When you think about Google Cloud (yes, Google Cloud, not GCP please!), you think about Big Query right?. What about Azure? That’s Active Directory and Microsoft corp stuff. And AWS? EC2 and tons of infrastructure services.
Each cloud provider has its own reputation, and clichés, but there’s one Google Cloud service that I really fell in love when I was working at Google, and that rarely gets mentioned outside of its users (like me): Cloud Run.
FaaS vs CaaS: two different approaches
Before we talk about my favorite Google Cloud product: Cloud Run, let’s clarify what serverless actually means. There are two main types:
FaaS (Function as a Service) like AWS Lambda or Azure Functions. You write individual functions, and the platform runs them when triggered. Each function is isolated, has size limits, and runtime restrictions. You need to split your app into small pieces.
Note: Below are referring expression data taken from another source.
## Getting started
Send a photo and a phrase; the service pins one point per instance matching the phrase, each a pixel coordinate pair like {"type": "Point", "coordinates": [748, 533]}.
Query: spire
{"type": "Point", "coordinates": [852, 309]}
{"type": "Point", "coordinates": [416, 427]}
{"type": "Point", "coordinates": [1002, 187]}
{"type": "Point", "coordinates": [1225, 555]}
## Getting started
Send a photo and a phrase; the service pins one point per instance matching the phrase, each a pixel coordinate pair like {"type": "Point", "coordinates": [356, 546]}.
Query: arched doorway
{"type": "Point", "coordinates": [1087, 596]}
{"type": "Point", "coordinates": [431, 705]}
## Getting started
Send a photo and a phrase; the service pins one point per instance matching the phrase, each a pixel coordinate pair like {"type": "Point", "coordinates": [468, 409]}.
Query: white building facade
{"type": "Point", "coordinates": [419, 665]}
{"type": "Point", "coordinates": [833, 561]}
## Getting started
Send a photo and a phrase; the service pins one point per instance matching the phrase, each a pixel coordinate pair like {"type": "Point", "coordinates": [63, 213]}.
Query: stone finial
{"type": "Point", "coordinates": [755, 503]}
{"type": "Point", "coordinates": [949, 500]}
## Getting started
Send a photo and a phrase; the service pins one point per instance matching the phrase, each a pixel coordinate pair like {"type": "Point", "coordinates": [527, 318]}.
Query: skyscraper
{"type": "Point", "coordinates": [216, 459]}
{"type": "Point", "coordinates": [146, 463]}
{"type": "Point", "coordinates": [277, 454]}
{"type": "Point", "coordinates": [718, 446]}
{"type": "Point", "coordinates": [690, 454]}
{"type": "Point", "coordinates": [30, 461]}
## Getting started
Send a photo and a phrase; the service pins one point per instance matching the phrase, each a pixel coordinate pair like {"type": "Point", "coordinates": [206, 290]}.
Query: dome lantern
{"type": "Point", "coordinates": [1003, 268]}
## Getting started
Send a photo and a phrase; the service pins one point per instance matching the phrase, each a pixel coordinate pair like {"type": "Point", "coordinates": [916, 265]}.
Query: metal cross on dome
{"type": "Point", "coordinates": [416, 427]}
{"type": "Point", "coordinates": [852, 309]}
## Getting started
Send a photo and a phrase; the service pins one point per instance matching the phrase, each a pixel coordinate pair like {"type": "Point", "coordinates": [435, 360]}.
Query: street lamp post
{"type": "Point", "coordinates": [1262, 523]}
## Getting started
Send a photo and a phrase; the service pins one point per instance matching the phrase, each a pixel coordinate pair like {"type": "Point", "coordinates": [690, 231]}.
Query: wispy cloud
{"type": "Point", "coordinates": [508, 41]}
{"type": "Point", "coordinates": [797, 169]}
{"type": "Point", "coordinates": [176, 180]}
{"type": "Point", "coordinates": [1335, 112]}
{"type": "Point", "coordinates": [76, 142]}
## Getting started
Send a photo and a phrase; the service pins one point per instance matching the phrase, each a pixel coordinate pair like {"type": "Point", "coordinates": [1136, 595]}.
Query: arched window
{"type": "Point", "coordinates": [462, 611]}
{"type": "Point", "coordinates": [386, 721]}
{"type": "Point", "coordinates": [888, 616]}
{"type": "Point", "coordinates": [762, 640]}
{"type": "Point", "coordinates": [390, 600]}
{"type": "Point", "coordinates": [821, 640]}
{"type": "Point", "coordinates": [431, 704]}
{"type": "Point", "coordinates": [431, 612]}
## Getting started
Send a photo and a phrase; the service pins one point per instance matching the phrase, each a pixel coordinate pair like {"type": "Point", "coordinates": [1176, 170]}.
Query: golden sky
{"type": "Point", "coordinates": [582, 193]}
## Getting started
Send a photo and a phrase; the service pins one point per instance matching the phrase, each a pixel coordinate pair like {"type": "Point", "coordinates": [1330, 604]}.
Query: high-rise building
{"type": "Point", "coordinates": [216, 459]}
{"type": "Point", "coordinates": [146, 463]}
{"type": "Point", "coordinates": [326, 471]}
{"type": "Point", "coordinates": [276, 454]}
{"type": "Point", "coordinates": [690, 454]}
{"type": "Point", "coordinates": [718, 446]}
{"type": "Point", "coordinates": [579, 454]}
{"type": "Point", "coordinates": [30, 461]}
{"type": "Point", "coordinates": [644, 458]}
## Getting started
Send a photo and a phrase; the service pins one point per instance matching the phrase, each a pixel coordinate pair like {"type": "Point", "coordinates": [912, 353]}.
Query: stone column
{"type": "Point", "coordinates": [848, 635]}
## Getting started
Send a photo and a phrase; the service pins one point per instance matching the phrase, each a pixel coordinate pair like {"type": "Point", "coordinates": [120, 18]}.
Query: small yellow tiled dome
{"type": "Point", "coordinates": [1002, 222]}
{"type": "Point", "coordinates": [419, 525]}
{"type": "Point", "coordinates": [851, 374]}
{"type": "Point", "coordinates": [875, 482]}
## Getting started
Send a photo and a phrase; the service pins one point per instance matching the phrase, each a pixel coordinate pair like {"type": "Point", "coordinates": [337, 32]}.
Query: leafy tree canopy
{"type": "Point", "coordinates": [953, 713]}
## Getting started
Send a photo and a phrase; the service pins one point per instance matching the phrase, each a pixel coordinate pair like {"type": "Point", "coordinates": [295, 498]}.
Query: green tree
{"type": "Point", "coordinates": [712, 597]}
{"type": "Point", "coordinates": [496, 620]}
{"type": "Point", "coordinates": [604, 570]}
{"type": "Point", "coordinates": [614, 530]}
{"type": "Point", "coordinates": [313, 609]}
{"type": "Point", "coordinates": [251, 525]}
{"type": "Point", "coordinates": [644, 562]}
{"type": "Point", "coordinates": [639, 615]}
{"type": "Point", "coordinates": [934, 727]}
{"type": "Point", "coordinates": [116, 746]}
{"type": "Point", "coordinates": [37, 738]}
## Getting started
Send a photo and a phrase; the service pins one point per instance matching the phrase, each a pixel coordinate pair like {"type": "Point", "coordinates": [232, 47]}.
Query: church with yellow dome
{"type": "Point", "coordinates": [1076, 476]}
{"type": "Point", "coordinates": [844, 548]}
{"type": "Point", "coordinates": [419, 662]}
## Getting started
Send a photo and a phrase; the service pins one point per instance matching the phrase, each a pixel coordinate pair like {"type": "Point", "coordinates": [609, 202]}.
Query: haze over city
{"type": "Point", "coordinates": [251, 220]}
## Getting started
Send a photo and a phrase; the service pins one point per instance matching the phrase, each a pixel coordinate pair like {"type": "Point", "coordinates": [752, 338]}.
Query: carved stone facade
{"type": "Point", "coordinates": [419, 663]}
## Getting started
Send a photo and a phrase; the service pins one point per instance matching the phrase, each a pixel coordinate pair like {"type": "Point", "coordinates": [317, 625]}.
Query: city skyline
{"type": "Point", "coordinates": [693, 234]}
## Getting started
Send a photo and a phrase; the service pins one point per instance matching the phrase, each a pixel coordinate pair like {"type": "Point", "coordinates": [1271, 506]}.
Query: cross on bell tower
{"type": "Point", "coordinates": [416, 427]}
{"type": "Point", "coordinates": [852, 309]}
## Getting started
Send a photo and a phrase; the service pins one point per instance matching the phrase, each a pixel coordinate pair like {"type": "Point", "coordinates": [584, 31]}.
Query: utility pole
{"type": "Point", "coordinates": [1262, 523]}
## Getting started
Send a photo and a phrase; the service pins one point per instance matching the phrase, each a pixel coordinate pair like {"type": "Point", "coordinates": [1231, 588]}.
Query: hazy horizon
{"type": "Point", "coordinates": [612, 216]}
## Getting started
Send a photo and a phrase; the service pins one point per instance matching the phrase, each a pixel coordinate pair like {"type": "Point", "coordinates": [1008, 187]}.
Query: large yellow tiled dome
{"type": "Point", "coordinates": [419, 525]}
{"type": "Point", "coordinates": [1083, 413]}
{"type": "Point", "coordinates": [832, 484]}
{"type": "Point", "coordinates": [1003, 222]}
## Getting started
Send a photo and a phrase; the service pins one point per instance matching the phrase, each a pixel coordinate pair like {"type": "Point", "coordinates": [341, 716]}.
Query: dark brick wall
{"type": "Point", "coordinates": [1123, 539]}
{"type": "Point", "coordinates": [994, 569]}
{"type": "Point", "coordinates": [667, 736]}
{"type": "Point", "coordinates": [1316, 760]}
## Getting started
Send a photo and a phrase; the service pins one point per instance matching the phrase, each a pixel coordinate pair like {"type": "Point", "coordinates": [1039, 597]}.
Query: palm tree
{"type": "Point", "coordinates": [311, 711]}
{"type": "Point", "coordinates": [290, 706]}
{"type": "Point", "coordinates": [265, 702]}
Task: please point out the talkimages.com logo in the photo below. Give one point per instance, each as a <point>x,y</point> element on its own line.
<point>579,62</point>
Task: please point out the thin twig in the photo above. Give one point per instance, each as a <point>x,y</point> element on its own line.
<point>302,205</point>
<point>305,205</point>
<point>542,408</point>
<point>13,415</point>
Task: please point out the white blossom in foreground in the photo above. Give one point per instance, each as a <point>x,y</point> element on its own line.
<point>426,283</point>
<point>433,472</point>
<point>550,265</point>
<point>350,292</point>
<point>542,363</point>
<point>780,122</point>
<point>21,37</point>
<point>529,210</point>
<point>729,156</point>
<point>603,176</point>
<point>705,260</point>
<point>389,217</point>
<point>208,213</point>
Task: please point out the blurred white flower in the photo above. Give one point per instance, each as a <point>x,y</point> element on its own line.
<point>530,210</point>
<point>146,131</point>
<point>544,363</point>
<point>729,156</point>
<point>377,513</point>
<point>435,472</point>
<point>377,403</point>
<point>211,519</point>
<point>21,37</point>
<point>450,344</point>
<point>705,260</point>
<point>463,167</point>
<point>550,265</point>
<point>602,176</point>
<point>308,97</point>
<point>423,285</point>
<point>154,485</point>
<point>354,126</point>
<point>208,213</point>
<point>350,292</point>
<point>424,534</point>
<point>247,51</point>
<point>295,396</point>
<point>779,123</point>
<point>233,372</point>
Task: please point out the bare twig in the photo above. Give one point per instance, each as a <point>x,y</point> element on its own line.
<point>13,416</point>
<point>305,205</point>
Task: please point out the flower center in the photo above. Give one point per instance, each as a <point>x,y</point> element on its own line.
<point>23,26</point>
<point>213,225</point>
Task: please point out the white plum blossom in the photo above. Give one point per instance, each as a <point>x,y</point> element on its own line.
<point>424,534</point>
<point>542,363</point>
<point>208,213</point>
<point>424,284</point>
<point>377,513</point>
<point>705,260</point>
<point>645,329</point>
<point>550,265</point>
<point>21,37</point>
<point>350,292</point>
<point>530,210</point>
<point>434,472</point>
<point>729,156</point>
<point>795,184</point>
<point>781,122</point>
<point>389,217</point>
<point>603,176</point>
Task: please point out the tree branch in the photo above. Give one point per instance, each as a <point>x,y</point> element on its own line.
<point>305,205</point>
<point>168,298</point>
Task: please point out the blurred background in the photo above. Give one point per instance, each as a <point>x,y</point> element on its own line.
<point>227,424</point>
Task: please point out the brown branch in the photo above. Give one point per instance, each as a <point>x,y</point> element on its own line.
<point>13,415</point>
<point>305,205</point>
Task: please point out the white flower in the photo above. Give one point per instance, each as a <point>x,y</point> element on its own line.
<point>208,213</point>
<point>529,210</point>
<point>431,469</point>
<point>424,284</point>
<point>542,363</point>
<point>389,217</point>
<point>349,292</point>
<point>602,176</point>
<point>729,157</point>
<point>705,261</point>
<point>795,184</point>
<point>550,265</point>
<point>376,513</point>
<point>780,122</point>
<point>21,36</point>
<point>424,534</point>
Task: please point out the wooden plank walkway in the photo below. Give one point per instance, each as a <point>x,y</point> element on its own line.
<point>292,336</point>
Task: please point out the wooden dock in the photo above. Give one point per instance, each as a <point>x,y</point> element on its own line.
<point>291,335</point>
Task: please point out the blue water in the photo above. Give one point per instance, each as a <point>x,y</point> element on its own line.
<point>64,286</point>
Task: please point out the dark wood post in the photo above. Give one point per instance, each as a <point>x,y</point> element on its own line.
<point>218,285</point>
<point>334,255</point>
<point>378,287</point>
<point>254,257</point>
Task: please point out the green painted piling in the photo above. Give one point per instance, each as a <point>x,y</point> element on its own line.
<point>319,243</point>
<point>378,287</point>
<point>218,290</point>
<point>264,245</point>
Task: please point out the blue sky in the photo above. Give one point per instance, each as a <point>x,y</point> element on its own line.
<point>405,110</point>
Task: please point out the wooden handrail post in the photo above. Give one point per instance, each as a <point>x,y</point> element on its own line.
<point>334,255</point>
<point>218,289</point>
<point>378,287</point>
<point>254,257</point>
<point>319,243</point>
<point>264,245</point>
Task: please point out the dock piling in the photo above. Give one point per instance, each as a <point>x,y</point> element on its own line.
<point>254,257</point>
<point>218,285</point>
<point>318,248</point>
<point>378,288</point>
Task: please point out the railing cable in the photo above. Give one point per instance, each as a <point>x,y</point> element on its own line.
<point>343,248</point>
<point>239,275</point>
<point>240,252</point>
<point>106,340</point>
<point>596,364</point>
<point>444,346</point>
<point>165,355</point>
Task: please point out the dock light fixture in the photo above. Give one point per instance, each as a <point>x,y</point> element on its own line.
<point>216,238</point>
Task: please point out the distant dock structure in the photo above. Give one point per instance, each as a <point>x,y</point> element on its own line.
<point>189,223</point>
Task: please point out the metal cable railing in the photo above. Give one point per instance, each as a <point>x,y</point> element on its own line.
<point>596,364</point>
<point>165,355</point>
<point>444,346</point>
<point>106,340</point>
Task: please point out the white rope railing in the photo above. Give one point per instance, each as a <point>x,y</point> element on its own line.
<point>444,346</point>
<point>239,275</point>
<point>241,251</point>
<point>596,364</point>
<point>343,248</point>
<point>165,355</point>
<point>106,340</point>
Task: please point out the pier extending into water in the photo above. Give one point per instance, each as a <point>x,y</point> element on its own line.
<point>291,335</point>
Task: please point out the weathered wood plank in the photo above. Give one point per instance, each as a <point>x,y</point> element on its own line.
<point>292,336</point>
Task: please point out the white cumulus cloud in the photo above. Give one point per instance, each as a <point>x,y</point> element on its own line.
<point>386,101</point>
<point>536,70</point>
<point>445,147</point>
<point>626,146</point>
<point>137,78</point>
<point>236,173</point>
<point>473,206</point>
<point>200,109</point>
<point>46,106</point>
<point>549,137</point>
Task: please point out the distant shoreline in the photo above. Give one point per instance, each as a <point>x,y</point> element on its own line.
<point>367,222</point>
CaaS (Container as a Service) - you package your entire app in a container, and the platform runs it. No splitting required, no runtime limitations. If your container works locally, it works in production.
Cloud Run is primarily CaaS. But Google also merged Cloud Functions into Cloud Run as “Cloud Run Functions” (still with me?). Now when you deploy a function, it automatically containerizes your code and runs it on Cloud Run infrastructure. So technically, Cloud Run handles both approaches, but its core strength is running containers.
Lambda made FaaS popular. Netflix and Amazon pushed microservices everywhere. Now everyone thinks serverless means splitting your app into 47 different Lambda functions.
But this doesn’t work for everyone.
When you’re building a side project, testing an idea, or your startup needs to ship quickly, you just want to build a monolith, put it in a container, and deploy it. Then you’re stuck with these options:
- Deploy a VM (EC2, GCE, Azure VM) -> you need to install Docker, manage updates, and pay for resources even when nobody uses your app
- Use Kubernetes -> way too complicated, expensive, and you need to manage everything (you don’t have yet a team of 25 SREs…)
- Use Lambda functions -> you need to refactor your entire app, manage orchestration, and debugging becomes really painful
Cloud Run solves this problem
Cloud Run is CaaS by default (and can be FaaS, yes the service will just containerize your code, as explained few lines above). You push your container, it scales automatically, and you only pay when someone actually uses it.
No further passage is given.